Solar panels on top of a dairy barn in Kfar Vitkin, northern Israel. (Chen Leopold/Flash 90)

The plant nanobionic research began when Strano decided to investigate the potential for self-repairing cells in a solar panel, which led him to look into self-repairing plant cells.

“Plants use the most fragile polymers you can think of,” he said. “They can survive harsh sunlight and oxygen [as the polymers] constantly break down and repair. It’ll be a while before engineers work out those mechanisms.”

He continued, “We discovered that some kinds of small nanoparticles [made from materials such as] carbon, or gold, could get not only into the plant’s cell but into the chloroplast, right up to where photosynthesis occurs.” To the best of his knowledge, his lab is the first to do the latter.

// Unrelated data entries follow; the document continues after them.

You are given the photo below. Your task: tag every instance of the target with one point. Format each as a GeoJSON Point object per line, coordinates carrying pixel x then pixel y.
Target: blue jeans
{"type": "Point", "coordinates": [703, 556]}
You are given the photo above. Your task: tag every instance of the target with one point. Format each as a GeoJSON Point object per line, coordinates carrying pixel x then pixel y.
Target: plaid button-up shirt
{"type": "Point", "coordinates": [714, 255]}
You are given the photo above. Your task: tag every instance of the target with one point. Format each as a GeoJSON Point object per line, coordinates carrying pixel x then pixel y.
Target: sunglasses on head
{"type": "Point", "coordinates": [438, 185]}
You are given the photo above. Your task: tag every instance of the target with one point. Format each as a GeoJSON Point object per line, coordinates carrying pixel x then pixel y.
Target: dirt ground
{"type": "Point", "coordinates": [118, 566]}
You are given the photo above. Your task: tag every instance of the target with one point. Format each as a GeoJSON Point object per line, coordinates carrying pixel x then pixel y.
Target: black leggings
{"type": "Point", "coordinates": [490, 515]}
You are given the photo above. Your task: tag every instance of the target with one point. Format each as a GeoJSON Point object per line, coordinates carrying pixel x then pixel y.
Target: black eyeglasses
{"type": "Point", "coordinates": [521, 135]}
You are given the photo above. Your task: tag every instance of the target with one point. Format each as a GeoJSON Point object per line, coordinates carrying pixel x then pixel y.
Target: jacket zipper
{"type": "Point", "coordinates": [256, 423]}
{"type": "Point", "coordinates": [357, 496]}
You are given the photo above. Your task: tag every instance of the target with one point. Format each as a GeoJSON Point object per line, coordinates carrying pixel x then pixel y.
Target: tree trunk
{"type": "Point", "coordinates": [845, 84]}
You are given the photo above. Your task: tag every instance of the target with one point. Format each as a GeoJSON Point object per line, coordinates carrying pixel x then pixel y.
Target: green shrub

“Eventually, we came up with a theory that tells you how to make a nanoparticle and place it anywhere inside the plant,” he said. “It allows anyone to hack the plant.”

In this May 15, 2019, photo, rows of spinach grow at the Dillner Family Farm in Gibsonia, Pa. (AP Photo/Keith Srakocic)

The lab started off using spinach for the challenge; its competitors — molecular biologists — tend to use other, scientifically well-known species such as tobacco and thale cress (Arabidopsis thaliana). Strano’s researchers continue to use spinach for continuity and comparison but their technique is “species agnostic.”

“Unlike molecular biologists, we can modify any plant,” he said.

Many of Strano’s former group members are now designing their own carbon nanotube devices, among them Gili Bisker, a senior lecturer at Tel Aviv University’s Department of Biomedical Engineering.

Her interest is in detecting biomarkers — molecules that can tell us something about a human disease.